In 2014, Imbasciani ran for the California State Senate representing the 26th Senate District. He didn’t win, but his campaign caught the attention of Governor Jerry Brown, who appointed him secretary of the California Department of Veterans Affairs (CalVet) in 2015. He was reappointed CalVet secretary by Governor Gavin Newsom in 2019 and served in this role until 2023.

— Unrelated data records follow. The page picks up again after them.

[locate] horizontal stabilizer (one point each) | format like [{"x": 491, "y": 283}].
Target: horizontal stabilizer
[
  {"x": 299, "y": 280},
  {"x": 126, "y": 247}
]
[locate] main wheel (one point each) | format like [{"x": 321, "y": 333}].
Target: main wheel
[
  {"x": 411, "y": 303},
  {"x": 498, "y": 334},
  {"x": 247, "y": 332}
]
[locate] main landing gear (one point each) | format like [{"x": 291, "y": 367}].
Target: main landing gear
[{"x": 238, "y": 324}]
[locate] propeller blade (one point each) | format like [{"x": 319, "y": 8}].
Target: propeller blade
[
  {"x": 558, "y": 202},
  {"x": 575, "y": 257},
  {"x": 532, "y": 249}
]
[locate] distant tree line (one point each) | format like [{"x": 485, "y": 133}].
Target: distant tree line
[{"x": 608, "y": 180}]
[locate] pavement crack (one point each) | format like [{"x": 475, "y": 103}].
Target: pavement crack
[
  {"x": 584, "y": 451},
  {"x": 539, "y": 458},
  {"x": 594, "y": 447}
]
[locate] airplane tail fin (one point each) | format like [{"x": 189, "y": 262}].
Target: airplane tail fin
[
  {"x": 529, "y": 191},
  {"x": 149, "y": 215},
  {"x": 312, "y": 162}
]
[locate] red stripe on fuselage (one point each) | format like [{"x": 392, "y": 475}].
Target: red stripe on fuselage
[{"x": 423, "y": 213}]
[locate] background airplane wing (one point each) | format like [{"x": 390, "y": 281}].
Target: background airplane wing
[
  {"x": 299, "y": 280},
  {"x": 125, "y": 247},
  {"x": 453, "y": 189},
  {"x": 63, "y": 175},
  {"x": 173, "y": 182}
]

“For eight years, I had the privilege of serving the needs of 1.8 million veterans,” said Imbasciani. “In medicine you see one patient at a time, you treat one patient, and ideally you cure one patient at a time. The opportunity to take care of soldiers in war gave another facet to that. Working in Governor Brown’s and [later in] Governor Newsom’s cabinets, taking care of 1.8 million veterans in California, that was the first opportunity to affect the well-being of whole populations. Not just one person.”
Chair of the ICOC
In 2023, Governor Newsom asked Imbasciani to Chair the ICOC, which is composed of up to 35 California-based research and biotechnology industry leaders, patient advocates, nurses, and university and institution executives.
As ICOC chair, Imbasciani draws on his unique perspectives of the patient experience, politics, and research. His time as a combat and civilian surgeon gave him the opportunity to treat and connect with some of the patients who could benefit most from the research that CIRM supports, such as people with spinal cord injuries, brain trauma, dementia, stroke, multiple sclerosis, and Parkinson’s. He has also seen how a seemingly small improvement in health from a drug or intervention can alleviate suffering and have a tremendous impact on a person’s quality of life.
“Little advances, little reversals, or even just stopping a disease from progressing helps keep people independent,” Imbasciani said.
For some patients, a treatment or therapy can be the difference between continuing to live in their own home or moving to assisted living.
“Nowhere in the world is regenerative medicine as advanced or on as grand a scale as it is in California,” said Imbasciani. “CIRM supports research, trains students, builds laboratories, and it’s the taxpayers and citizens of California that deserve absolutely all the credit. It’s their tax dollars that are funding this research.”
Since CIRM was formed in 2004, this funding has resulted in over 250 CIRM-supported clinical trials enrolling more than 4,300 patients, and research spanning over 85 diseases and conditions, plus more than 4,600 trainees. A 2019 report quantifying CIRM’s economic impact revealed that, with over 56,000 jobs created and over 50 new startup companies with roots in CIRM-funded projects, CIRM’s contribution to the state of California is “astounding,” said Imbasciani.
When asked what drives his work with CIRM, Imbasciani answered without hesitation.
“It’s the patient stories,” said Imbasciani. “It’s not being wowed by the science, even though it’s wowable. Correcting just one gene that is mutated without inadvertently activating something bad, like a gene that might start a cancer. That’s all fascinating, but what touches the heart are the patient stories.”